Reflections on leading change by Sarah Jones

29 September 2021 |

This blog is offered as a personal reflection by Sarah Jones, Executive Director of Schools at Dartmoor Multi Academy Trust. The blog does not reflect the views of the MAT as a whole or of the Trustees. D-notes blogs are offered as a stimulus for reflection and as a provocation for discussion.

Leading change is a fundamental undertaking for school leaders. No leader is ever short of guiding influence in this area: there are a plethora of research papers, pragmatic ‘how to’ books, and some quite expensive CPD on offer, including a ubiquitous unit in every leadership programme. Despite this, and in my experience, leading and managing change is one of the areas that leaders seem least prepared for and often stumble over, albeit nonchalantly in most cases.
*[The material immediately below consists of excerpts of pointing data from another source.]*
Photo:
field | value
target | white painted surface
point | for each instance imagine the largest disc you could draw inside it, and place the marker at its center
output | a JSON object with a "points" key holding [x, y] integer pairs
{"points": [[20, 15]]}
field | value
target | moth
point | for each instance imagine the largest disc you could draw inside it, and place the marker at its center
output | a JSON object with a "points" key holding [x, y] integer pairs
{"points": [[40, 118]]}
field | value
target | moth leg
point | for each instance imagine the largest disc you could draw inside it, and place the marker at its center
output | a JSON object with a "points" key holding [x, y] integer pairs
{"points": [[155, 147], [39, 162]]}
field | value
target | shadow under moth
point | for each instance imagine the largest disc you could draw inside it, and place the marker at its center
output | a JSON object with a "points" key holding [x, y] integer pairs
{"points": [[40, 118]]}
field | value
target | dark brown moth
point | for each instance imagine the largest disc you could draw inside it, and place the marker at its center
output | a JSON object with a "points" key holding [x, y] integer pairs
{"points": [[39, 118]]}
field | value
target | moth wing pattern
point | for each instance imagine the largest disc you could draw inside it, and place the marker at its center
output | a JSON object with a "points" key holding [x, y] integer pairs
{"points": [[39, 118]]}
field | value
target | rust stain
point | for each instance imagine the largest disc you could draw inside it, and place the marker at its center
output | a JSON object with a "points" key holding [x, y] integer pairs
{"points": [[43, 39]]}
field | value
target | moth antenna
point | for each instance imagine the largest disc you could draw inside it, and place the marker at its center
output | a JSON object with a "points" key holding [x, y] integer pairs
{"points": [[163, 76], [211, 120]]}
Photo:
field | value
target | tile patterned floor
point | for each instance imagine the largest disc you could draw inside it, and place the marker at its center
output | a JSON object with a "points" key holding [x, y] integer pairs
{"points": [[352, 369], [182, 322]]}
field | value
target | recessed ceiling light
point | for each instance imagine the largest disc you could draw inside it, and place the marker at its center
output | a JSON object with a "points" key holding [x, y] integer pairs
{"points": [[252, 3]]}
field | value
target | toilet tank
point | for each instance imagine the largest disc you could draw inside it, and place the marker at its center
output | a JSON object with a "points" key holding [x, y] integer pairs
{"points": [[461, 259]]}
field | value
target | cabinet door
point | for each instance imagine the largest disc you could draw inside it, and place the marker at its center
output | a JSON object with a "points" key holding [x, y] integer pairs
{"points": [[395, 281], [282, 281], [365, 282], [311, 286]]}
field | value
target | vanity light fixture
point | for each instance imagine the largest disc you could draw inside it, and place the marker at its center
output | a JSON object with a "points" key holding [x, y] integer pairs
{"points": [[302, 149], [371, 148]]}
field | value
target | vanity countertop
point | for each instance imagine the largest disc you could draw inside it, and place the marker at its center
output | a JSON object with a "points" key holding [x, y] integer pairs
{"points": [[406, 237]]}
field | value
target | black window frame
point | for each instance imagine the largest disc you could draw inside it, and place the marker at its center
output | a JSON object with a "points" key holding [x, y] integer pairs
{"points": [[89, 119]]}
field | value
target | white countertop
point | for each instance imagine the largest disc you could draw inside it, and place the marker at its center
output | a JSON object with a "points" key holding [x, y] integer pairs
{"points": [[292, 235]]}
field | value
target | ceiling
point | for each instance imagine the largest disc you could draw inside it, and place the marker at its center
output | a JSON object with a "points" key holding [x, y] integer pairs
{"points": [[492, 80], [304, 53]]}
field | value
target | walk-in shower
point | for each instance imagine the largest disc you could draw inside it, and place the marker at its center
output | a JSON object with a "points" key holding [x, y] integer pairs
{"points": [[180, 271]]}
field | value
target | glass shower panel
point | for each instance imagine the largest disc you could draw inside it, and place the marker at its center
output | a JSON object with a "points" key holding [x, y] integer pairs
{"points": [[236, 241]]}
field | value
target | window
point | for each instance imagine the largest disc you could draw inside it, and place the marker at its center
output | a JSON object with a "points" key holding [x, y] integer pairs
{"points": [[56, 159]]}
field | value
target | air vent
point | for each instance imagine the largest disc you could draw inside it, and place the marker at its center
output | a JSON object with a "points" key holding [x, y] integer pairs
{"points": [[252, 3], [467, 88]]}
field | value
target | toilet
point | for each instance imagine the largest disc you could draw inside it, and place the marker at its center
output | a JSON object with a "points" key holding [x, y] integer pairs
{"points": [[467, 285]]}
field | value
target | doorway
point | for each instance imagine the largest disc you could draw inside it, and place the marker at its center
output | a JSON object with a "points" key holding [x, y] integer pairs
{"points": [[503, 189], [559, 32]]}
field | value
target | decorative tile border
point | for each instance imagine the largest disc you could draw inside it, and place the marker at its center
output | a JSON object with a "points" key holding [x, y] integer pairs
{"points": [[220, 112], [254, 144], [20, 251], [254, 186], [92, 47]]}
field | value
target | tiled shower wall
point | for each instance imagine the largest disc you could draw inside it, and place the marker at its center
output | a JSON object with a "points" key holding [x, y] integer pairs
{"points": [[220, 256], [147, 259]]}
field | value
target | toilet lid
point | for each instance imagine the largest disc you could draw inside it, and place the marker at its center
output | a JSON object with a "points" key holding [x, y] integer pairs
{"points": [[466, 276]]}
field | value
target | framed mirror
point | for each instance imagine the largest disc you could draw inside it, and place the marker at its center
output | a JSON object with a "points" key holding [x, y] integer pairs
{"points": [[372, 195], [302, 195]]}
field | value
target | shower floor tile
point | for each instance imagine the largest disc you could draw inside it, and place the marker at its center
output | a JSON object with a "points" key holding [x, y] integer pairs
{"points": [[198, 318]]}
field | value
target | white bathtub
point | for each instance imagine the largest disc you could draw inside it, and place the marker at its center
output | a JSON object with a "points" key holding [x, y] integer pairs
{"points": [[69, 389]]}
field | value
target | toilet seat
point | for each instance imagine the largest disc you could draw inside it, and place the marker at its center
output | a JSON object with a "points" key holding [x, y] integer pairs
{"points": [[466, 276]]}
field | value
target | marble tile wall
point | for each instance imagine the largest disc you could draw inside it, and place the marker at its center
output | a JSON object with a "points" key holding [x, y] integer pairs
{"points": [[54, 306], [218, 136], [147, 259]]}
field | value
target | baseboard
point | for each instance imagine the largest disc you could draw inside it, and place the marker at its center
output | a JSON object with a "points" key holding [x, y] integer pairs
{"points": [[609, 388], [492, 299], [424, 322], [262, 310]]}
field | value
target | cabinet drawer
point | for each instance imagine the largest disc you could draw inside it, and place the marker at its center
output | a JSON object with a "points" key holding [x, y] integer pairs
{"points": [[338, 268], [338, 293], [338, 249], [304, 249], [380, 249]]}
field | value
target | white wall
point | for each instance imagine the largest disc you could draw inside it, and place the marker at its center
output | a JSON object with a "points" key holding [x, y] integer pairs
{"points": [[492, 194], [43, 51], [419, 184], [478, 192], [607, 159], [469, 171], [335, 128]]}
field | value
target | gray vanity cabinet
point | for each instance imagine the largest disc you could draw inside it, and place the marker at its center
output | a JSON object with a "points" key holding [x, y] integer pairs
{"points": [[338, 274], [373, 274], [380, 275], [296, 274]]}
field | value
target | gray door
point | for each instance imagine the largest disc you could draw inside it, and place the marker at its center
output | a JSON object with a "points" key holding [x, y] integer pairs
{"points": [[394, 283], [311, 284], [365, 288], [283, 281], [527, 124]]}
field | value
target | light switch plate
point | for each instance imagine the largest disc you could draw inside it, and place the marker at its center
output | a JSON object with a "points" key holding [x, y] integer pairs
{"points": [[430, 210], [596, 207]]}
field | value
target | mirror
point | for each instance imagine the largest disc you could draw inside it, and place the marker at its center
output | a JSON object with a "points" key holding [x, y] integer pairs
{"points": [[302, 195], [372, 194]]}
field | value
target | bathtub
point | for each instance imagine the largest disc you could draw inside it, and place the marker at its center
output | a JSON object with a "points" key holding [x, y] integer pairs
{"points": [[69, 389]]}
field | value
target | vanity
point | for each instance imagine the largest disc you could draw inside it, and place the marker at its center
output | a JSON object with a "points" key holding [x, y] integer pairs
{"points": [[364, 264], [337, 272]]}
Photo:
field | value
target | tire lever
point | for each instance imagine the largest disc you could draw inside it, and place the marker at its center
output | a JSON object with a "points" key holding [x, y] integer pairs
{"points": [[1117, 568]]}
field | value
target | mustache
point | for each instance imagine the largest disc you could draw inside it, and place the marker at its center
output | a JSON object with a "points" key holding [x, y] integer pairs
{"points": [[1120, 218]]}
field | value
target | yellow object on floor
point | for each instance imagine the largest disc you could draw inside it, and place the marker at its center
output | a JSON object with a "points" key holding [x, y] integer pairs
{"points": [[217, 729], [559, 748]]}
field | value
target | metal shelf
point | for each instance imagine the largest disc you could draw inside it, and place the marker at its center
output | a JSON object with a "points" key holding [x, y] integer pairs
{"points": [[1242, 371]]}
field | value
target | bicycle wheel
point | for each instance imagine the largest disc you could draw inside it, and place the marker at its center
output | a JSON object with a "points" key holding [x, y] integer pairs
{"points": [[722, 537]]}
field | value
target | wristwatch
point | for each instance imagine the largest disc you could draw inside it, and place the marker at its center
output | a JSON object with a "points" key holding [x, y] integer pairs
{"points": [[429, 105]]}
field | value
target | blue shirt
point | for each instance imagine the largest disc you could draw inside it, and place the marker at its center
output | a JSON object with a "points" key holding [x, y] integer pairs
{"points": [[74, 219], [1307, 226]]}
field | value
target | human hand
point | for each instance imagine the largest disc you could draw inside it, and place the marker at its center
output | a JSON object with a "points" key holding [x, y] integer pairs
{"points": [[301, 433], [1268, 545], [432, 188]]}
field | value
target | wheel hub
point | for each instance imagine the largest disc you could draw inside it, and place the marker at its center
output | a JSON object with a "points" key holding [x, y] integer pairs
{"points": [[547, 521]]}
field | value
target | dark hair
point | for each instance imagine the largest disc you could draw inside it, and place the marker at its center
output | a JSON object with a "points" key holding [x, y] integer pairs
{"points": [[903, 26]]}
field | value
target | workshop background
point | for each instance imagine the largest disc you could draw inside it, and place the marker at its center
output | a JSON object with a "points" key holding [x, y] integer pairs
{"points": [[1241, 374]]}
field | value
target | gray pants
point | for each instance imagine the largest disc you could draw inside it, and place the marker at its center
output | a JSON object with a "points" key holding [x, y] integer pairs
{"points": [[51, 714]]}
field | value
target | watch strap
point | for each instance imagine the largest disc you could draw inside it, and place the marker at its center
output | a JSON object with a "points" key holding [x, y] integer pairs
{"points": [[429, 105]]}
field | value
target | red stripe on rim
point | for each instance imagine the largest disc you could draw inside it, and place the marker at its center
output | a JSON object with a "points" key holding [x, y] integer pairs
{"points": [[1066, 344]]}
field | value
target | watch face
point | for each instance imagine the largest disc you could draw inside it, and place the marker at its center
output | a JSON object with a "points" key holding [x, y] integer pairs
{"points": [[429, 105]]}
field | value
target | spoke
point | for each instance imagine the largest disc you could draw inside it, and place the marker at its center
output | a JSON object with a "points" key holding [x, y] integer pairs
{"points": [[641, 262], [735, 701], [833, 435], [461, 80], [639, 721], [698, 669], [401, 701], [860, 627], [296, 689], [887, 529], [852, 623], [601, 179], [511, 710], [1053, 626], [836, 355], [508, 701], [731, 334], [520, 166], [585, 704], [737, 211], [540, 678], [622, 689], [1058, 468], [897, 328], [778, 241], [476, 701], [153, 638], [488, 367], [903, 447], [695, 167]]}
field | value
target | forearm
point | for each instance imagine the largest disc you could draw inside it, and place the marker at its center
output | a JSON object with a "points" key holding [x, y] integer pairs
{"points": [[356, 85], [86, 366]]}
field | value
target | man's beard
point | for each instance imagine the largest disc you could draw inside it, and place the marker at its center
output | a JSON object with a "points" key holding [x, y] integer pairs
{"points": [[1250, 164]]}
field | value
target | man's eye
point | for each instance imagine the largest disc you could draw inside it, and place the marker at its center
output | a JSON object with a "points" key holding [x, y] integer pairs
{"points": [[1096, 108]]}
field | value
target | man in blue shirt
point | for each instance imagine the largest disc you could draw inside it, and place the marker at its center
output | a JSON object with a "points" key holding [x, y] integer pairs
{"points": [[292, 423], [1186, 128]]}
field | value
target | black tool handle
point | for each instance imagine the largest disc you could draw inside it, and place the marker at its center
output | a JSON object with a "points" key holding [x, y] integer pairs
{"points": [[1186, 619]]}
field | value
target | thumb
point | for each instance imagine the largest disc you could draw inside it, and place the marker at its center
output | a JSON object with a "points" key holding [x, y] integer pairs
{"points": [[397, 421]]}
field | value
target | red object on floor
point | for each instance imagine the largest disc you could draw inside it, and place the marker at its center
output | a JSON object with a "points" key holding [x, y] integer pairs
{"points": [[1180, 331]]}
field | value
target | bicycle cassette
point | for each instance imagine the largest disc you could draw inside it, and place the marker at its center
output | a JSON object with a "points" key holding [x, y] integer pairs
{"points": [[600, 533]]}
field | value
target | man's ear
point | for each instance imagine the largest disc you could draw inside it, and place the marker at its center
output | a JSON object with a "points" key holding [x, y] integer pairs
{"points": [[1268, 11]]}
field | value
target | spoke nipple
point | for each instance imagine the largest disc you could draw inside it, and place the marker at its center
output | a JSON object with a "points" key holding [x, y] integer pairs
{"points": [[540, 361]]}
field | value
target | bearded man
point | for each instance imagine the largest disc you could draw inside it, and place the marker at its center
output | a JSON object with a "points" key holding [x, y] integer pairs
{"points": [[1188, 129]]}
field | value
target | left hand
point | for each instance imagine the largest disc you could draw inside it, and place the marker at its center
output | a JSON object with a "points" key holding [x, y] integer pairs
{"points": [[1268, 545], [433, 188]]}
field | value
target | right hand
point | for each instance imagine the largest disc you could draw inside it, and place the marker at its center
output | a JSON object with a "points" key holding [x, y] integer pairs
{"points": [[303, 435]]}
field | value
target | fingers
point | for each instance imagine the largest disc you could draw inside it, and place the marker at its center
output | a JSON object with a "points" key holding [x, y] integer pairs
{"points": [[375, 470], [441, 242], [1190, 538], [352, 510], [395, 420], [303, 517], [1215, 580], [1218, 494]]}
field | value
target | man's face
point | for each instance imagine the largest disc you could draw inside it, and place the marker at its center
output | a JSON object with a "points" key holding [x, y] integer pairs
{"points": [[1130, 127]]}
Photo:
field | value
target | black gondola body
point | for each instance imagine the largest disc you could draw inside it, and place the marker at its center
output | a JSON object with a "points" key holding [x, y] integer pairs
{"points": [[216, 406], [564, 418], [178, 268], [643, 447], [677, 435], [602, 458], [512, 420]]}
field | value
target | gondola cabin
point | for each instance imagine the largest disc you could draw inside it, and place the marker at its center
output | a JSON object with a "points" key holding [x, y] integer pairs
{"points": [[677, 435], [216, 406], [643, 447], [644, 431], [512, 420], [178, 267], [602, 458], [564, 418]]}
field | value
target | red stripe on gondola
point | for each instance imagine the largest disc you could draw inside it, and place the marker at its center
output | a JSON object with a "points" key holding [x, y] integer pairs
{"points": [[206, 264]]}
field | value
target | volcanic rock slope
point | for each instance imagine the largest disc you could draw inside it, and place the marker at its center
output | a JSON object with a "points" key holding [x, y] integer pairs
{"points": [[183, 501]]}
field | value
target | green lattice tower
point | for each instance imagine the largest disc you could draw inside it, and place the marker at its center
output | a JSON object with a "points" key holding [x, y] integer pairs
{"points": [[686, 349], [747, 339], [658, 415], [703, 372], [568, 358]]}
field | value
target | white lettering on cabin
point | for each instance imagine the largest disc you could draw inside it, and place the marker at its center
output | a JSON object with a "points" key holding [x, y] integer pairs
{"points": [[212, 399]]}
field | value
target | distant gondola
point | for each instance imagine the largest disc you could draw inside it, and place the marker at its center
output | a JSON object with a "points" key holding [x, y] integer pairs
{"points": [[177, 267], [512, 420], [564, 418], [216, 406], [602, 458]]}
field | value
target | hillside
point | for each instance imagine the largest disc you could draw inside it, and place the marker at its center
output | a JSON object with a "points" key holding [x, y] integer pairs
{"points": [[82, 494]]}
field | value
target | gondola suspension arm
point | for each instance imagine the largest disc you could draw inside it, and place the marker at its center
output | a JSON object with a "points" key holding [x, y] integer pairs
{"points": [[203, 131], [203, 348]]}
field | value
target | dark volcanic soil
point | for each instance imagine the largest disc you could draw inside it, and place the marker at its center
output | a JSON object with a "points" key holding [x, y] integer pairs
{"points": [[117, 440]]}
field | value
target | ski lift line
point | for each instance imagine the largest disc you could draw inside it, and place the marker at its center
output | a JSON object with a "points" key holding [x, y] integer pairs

David Hargreaves gives some insight into this conundrum. He suggests, in response to a paper written by Sue Williamson, that providing guidance on implementation for managing change in schools is a much more difficult task than people anticipate. This is in part because there is a lack of research evidence on this, and in part because implementation is often a very idiosyncratic process that reflects the unique context and the personalities, preferences and priorities of the leaders involved.

This chimes with my experience. The frames and guidance given, whilst well researched and evaluated, are over relied upon. The issue is that the frame is not really there. So, following the steps suggested by John Kotter religiously, or using Tim Brighouse’s guidance for effective leadership will frustrate the change process rather than support it.

I have learned over the years that we must be prepared to consider the uniqueness of change and consider theories to be the canvas upon which innovation is painted. For change to be effective we must accept that wrong-turnings and mistakes will be inevitable and need to be admitted as they guide the on-going change process. To enable this, there are three principles that should be considered when implementing the theoretical change framework of choice.

Firstly, the ‘why’ of the change must be defined and communicated frequently. We should aim to keep the ambition front and centre, scoped in success criteria, not tasks. Those that are implementing the change should feel confident that they can find their own way to make the change happen. This gives two advantages – time to reflect on the process, and opportunities to provide feedback.

Secondly, in leading change we should remember that change is predicated upon people, not the process. To enable ‘flow’ people need to be swimming, not sinking or surfing. So taking time to intentionally consider your leadership style is critically important in driving change forward. It will be different with different people: some need coaching, some need direction and some need to be allowed to lead on your behalf. This does not mean that you are behaving inconsistently, rather it is all about recognising that resistance or anxiety is inextricably linked to each person’s psychological contract with their role. It is so important to pay attention to this, and to informally undertake a commitment mapping process. Consulting widely before, during and after the change process will help.

Finally, when leading change we should try to align the new ideas with what has gone before. Everyone’s previous work is, therefore, recognised and valued. Change should be about strengthening good work as well as adjusting wrong work. In other words, we need to show that we are trying to build forward rather than changing direction. The former liberates thinking, while the latter can cause the frustrations associated with ‘yet another new idea’. Examining your motivation for implementing change and comparing this to your values is a good starting point.

Whilst change is inevitable, school leaders are still gatekeepers. We are changed with improving our schools . But not at any cost. Our work cannot become a joyless gradgrind where we atrophy into an initiative driven machine. That trap merely recreates Gove’s dream of educational regression whereby we are simply drilled, tested, ranked and punished against someone else’s vision for our schools. We are better than that. In all things we should recognise our actions should aim to liberate others, not to constrain them. But that is a topic for another D-note.